— Мисс Пелл, все говорят о том, что Конни сказала мистеру Мартину, будто знает, кто написал эти письма.
Вы знали об этом?
— Мистер Мартин об этом ничего не говорил, — осторожно ответила хозяйка.
— Он не говорил, но говорила его домоправительница, вся деревня сплетничала, что Конни приходила к священнику и сказала, что знает все про анонимные письма, и мистер Мартин сказал, что ее обязанность — пойти в полицию. А вы как думаете, должна она была пойти в полицию? — спросила мисс Силвер.
— Не знаю.
Гостья помолчала минуту, потом продолжила:
— Конни умерла на следующий день после того, как в деревне стало известно об ее осведомленности насчет автора анонимок. Умерла она так же внезапно, как и ваша племянница. Если бы она рассказала мистеру Мартину все, что знала, то, я уверена, жива была бы и по сей день.
В субботу вся деревня обсуждала, что полковнику Рептону известно, кто пишет письма, а в понедельник во второй половине дня он тоже умер. Если бы он обо всем рассказал полиции, то остался бы жив. Так вот, мисс Пелл, мне кажется, вы что-то знаете. Думаю, очень важно и для вас, и в память о вашей Дорис, чтобы вы об этом рассказали.

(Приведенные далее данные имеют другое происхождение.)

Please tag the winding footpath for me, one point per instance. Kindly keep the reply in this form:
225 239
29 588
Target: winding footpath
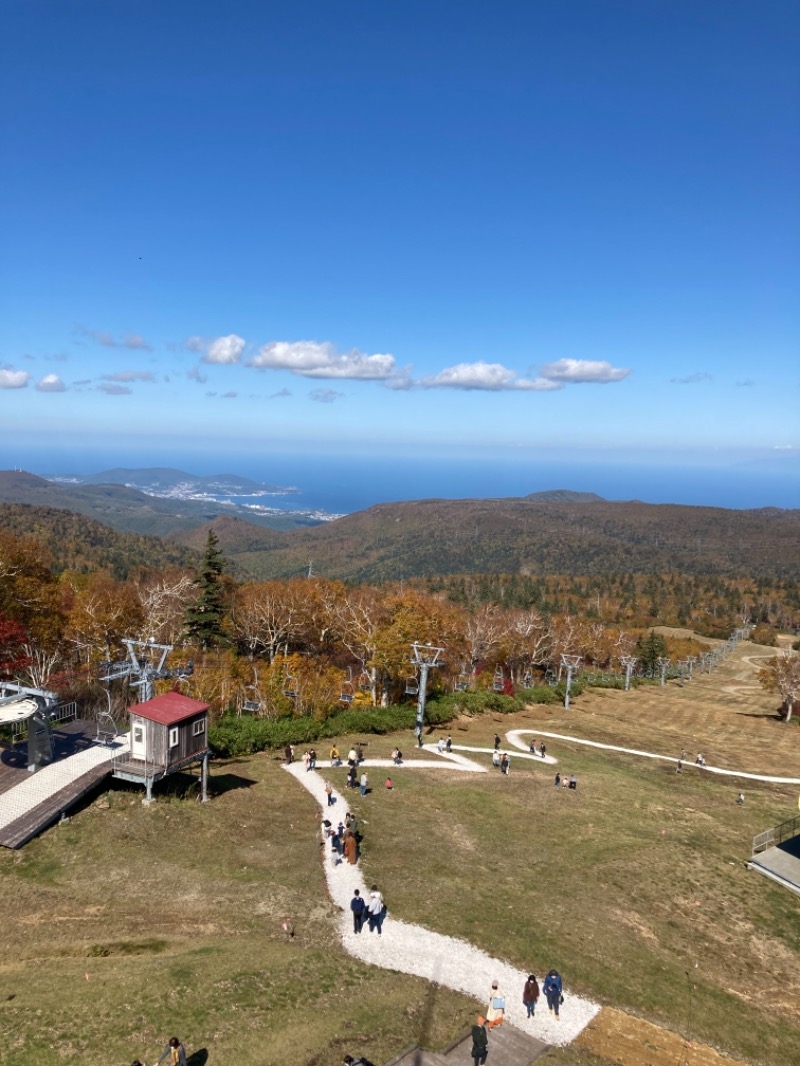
412 949
514 739
449 960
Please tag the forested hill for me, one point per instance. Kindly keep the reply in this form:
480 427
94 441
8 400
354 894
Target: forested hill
72 542
431 537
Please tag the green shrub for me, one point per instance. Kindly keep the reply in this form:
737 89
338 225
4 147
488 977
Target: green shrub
234 735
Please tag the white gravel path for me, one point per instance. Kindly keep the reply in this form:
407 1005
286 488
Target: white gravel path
412 949
514 738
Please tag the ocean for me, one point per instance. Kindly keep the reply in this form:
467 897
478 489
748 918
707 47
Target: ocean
342 484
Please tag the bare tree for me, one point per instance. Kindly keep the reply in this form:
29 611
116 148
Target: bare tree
782 674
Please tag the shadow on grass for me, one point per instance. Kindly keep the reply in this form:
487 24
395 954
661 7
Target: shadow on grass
228 782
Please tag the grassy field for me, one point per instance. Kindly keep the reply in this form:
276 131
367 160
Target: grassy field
128 924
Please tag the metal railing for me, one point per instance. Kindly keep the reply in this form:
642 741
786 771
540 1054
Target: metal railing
776 836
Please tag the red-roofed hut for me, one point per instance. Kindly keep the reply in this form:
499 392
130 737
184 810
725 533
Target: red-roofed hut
168 733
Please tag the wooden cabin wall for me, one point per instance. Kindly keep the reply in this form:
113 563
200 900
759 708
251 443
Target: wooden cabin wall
189 743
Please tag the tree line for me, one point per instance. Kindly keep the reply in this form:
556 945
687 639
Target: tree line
308 646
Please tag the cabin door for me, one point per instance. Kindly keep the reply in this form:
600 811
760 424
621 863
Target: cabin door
138 739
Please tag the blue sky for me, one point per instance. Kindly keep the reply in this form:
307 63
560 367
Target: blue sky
520 229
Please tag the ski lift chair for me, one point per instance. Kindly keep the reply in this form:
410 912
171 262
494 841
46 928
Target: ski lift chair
107 731
365 683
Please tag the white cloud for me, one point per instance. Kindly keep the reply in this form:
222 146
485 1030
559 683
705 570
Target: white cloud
489 376
130 375
310 358
325 396
129 340
114 390
14 378
698 378
582 372
50 383
224 350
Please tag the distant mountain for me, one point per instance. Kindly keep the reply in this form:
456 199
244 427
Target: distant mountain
76 543
434 537
163 480
564 496
130 510
236 537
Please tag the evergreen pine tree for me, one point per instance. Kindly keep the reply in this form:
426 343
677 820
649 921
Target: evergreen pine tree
650 648
203 622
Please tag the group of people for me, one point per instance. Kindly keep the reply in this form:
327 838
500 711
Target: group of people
372 910
345 840
553 989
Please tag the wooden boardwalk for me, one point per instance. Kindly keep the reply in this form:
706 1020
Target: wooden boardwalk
29 803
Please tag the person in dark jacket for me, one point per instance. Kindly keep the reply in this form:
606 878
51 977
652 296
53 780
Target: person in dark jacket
530 995
174 1053
357 906
480 1042
553 988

Бледное лицо швеи слегка порозовело. Она на секунду прикрыла глаза и изменившимся голосом торжественно произнесла:
— Это третий знак…
— Простите? Не понимаю.
— Первый знак был дан мне во сне, — пристально глядя на посетительницу, продолжала мисс Пелл. — Второй пришел из Библии, а третий — из ваших уст. А я сказала себе, что если будет дан третий знак, то сомнения исчезнут.
Слова женщины звучали немного странно и непонятно, но сама она, напротив, стала удивительно собранной и спокойной, даже руки ее теперь расслабились и свободно лежали на коленях.

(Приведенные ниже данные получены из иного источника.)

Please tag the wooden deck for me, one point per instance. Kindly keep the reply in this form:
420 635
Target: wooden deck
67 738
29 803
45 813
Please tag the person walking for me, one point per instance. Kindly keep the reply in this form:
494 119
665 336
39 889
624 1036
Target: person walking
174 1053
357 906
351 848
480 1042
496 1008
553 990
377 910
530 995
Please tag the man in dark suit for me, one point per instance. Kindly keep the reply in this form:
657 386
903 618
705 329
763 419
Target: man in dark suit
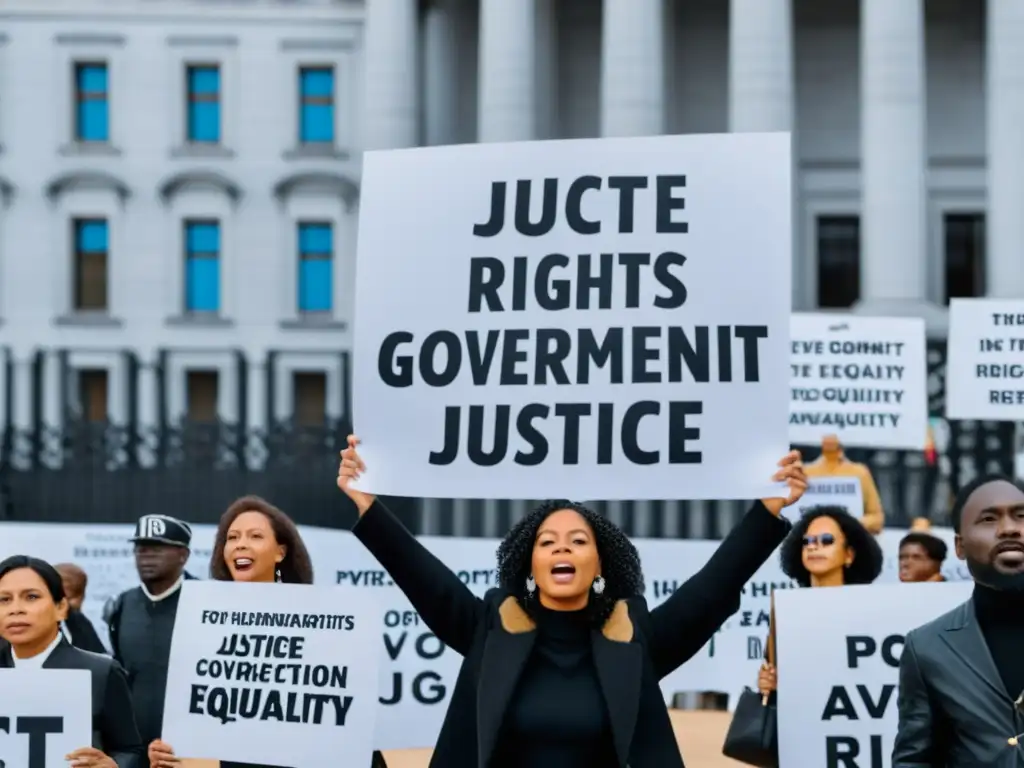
962 675
82 634
141 620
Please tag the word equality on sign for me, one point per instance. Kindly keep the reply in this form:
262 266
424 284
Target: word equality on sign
587 318
985 367
860 378
278 671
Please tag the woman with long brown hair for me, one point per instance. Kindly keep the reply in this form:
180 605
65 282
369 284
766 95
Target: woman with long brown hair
256 543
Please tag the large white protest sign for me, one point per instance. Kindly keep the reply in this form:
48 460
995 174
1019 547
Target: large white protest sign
838 683
594 318
863 379
44 715
985 359
273 673
829 492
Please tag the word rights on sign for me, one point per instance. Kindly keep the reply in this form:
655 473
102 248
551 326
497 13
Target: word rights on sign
276 673
579 318
863 379
985 369
839 698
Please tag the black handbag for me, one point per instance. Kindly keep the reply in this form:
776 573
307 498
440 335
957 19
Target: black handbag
753 735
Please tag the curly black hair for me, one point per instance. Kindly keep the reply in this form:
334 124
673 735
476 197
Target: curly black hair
620 559
867 559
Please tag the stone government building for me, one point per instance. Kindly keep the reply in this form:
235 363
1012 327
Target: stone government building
179 194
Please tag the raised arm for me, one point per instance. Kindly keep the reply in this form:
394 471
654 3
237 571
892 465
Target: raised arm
682 625
448 606
915 744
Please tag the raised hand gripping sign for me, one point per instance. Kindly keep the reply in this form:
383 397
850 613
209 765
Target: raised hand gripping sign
44 715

— Вы хотите что-то рассказать, о чем до сих пор молчали? — попыталась уточнить мисс Силвер.
Ответ прозвучал немного уклончиво:
— Я расскажу вам о знаках, иначе все остальное вам будет непонятно. Знаете, когда в тот день Дорис вернулась домой, я обещала ей, что никому не расскажу о том, что она мне доверила, а ведь обещания, данные умершим, нарушать нельзя, пока не появится знак, а у меня их уже три.
Дорис тогда спросила: «Вы ведь никогда никому не расскажете этого, правда, тетя Эмили?» — а я ответила: «Конечно нет». И никогда бы не рассказала, если бы не знаки.

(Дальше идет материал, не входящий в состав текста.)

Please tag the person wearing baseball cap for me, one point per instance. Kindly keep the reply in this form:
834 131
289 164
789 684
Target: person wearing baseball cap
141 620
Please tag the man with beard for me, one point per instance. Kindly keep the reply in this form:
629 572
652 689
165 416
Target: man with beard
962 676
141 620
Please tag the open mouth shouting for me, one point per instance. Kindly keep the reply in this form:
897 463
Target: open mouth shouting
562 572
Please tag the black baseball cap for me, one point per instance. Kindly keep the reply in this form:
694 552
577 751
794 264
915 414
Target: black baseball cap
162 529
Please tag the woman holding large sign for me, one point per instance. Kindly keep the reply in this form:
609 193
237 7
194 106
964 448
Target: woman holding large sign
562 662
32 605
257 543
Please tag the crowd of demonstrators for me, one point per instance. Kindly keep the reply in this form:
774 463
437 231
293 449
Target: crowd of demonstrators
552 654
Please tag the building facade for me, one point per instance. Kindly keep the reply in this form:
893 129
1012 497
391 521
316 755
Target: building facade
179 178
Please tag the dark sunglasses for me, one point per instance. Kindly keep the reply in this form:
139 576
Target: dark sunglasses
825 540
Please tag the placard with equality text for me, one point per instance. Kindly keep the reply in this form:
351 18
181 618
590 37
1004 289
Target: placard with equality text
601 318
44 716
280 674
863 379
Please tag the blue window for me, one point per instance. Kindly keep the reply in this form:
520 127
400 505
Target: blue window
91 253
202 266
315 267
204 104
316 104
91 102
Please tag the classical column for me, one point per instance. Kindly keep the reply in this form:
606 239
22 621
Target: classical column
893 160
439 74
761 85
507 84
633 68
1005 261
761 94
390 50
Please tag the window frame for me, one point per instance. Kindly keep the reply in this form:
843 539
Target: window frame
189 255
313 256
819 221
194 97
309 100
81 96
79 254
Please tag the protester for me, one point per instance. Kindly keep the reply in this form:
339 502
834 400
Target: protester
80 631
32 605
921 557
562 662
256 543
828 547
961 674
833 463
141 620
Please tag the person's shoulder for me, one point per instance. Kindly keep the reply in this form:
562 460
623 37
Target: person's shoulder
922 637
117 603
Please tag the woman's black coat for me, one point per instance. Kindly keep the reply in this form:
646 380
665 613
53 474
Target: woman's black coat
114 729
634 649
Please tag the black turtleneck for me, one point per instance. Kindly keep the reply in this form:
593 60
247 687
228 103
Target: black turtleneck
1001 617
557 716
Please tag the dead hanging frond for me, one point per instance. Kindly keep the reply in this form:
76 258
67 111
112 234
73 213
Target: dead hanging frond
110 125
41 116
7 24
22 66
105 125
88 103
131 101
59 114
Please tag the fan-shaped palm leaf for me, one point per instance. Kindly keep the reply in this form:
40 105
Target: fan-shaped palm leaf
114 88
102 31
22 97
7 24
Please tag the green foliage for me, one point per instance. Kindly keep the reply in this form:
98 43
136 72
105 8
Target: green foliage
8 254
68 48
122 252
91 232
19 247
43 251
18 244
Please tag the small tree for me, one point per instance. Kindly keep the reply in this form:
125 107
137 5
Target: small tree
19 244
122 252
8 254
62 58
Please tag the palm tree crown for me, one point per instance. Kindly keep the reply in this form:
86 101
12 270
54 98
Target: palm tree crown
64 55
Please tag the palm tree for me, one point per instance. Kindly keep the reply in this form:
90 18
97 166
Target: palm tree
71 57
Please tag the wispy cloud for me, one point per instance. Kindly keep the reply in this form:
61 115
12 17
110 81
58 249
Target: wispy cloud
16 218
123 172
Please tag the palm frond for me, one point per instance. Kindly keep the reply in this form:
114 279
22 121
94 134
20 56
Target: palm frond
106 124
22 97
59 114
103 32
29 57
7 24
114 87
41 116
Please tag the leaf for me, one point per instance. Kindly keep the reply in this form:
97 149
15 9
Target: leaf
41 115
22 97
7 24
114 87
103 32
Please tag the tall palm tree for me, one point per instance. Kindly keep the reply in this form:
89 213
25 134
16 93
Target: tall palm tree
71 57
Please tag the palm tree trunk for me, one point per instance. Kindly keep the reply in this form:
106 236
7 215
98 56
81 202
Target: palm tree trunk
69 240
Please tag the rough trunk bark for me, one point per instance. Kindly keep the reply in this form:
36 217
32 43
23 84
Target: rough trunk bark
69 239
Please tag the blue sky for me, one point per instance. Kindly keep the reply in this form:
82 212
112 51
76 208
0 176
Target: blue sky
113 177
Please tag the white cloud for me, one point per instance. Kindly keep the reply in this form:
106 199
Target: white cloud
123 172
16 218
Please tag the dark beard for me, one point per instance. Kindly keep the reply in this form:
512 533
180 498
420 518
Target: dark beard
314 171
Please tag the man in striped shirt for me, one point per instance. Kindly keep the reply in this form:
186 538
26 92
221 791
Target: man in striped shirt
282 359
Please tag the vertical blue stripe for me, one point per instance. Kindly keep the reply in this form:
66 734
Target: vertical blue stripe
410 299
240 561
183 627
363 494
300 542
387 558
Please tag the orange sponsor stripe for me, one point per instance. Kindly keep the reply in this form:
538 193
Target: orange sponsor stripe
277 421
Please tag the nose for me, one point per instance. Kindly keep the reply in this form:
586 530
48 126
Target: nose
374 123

— Что же это за знаки, мисс Пелл?
— Первым знаком был мой сон. Приснился он мне прошлой ночью, и там все так ясно было, словно наяву. Как будто сижу я в этой самой комнате и шью что-то черное, а сама плачу. Помню, еще подумала тогда: «Ведь работу испорчу, на черном так видны пятна». Дверь вдруг открывается, и входят вместе Дорис и Конни, как в детстве, а в руках у них цветы — розы, лилии и разные другие. А вокруг них свет, да такой яркий, девочки мои так и светятся. Подходят, значит, они ко мне, а Дорис и говорит: «Не плачь, не надо, и не думай больше о данном мне обещании, оно теперь значения не имеет». И тут я проснулась, лежу в своей кровати, а на столе звонит будильник.